DIE INDUSTRIE IST NICHT SO EINHEITLICH, WIE IHRE LOBBYISTEN VORGAUKELN : Nach dem Energiegipfel ist vor dem Kampf
Ach wie schön es ist, wenn man ein Feindbild hat wie Jürgen Trittin. Solche Reizfiguren eignen sich prächtig, um die eigenen Reihen zu schließen und von den eigenen Fehlern abzulenken. Denn mit dem Emissionshandel steht nun für die Wirtschaft einiges auf dem Spiel.
So kam es nicht von ungefähr, dass im Vorfeld des Energiegipfels gegen Umweltminister Trittin und „seine Windkraft“ geschossen wurde.
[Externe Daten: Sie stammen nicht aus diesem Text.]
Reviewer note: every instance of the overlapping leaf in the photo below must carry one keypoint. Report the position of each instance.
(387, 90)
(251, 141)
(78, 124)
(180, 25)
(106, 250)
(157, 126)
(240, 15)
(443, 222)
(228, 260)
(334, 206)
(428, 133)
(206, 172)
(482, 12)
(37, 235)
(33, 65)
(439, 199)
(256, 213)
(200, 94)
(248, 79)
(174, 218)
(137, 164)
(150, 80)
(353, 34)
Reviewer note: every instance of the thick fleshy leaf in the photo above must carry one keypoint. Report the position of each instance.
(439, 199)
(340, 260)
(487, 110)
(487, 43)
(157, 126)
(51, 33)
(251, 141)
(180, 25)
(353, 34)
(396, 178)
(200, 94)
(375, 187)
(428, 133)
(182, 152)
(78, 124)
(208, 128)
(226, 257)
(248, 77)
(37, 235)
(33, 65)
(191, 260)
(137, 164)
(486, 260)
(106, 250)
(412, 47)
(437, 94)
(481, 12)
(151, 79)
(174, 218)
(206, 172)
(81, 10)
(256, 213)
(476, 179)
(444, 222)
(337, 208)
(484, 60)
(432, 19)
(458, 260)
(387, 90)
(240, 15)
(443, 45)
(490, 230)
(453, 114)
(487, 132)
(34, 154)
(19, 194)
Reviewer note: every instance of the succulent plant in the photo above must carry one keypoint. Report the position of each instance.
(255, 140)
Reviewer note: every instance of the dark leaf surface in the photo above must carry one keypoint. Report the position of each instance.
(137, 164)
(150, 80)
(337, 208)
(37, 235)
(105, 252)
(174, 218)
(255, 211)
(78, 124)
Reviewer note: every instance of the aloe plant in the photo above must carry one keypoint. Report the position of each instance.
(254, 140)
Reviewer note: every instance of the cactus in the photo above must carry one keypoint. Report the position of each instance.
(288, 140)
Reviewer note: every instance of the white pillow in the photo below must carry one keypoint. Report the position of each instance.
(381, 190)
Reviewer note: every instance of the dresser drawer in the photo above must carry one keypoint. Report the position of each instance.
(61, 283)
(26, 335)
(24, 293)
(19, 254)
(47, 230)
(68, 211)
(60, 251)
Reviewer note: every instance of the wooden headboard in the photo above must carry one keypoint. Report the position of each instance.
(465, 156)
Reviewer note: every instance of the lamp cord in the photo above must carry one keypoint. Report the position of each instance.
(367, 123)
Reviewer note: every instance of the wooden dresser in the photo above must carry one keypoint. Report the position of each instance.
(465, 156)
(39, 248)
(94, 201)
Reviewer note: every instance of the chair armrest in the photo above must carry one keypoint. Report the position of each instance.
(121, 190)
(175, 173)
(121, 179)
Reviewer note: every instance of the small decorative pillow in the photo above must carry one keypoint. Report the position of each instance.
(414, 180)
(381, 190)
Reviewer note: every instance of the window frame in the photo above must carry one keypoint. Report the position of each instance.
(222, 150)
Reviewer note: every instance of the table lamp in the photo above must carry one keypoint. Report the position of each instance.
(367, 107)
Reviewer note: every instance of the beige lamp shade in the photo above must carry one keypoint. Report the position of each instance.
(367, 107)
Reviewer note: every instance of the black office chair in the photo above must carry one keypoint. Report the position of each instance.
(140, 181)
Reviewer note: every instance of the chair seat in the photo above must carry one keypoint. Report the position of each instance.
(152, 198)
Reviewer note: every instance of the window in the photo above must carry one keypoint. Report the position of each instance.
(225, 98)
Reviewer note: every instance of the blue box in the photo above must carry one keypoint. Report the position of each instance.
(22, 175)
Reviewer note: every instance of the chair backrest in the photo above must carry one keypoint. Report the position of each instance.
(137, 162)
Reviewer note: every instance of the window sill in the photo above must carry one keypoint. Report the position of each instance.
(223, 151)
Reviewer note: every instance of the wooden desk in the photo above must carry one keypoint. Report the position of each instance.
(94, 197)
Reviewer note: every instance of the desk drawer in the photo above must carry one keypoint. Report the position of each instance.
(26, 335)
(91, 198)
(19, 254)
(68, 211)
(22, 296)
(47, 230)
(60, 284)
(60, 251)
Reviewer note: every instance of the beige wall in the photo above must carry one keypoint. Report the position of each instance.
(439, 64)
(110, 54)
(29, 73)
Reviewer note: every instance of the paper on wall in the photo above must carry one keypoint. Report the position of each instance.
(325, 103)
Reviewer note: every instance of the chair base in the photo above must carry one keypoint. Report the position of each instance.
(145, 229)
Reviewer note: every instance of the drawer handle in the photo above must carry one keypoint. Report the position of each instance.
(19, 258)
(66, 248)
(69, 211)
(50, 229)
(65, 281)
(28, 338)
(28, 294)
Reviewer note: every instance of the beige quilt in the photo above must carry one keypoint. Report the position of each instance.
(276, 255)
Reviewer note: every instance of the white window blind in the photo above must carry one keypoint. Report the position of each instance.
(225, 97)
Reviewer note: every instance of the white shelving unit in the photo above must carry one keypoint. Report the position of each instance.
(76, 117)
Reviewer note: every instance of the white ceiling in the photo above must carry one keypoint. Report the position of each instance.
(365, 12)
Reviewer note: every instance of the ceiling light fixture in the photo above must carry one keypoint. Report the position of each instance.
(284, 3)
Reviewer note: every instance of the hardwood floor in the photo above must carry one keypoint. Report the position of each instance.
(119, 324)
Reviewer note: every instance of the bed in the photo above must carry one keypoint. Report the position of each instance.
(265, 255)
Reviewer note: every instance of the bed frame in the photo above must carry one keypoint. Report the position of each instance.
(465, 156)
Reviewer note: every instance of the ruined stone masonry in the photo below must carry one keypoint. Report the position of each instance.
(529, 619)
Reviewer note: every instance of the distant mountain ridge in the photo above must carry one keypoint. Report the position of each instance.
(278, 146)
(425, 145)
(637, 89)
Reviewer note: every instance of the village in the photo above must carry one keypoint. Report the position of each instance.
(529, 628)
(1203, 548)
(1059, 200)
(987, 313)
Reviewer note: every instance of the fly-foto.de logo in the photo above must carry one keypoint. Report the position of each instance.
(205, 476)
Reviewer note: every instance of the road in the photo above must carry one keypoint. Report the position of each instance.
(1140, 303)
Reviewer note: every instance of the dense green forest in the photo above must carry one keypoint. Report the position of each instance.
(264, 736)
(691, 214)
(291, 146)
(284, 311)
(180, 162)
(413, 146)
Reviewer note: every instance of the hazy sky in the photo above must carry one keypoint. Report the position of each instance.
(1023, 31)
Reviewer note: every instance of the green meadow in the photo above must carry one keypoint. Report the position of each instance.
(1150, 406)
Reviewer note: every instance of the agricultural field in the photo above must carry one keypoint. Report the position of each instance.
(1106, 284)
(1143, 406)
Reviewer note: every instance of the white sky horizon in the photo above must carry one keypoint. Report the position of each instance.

Dabei ist der höhere Strompreis durch die Windkraft völlig sekundär: Alle Härten für energieintensive Firmen sind längst ausgeräumt. Ein geschwächter Trittin, so das Kalkül, kann beim Emissionshandel nicht so viel Ärger machen. Dieser soll nach den Wünschen Trittins auf jede einzelne Firma durchgreifen. Damit wären die Zeiten freiwilliger Selbstverpflichtungen der Branchen vorbei, in deren Schatten Dreckschleudern einfach weiterrauchen konnten.
Zum Mechanismus eines Feindbildes gehört es, dass seine Anhänger irgendwann selber ans Böse glauben. Da verwundert nicht, dass sich die Mienen der Vorstandschefs vorgestern aufhellten, nachdem sie dem Beelzebub im Kanzleramt persönlich begegnet waren – und feststellten, dass auch Trittin nur ein Minister ist. Das darf jedoch nicht darüber hinwegtäuschen, dass es ernst wird: Im kommenden halben Jahr wird entschieden, wie die Emissionsrechte unter der Wirtschaft aufgeteilt werden: Da kämpft jeder gegen jeden. Auch der Versuch der Lobbyisten, die Lasten der Wirtschaft als Ganzes zu senken, verfängt nicht: Dann müsste der Verkehrssektor mehr fürs Klima tun. Die Folge wären eine höhere Lkw-Maut und schärfere Abgasrichtlinien. Und das will auch keiner.
Das wird einen ungewohnten Anblick geben: Die, die sich unter dem Mantel des BDI gern so geschlossen präsentieren, werden sich nun hauen und stechen. Ein Vorgeschmack bot der Angriff auf die Windkraft. Denn von Windkraft leben inzwischen auch so alteingesessene Industriezweige wie die Stahlbranche. Das Paradoxe: Um ihre Zerstrittenheit zu überspielen, werden die Verbandsbosse künftig versuchen, den Zorn weiter auf Trittin zu lenken. Wir sollten uns davon nicht beeindrucken lassen: Die Industrie gibt es längst nicht mehr.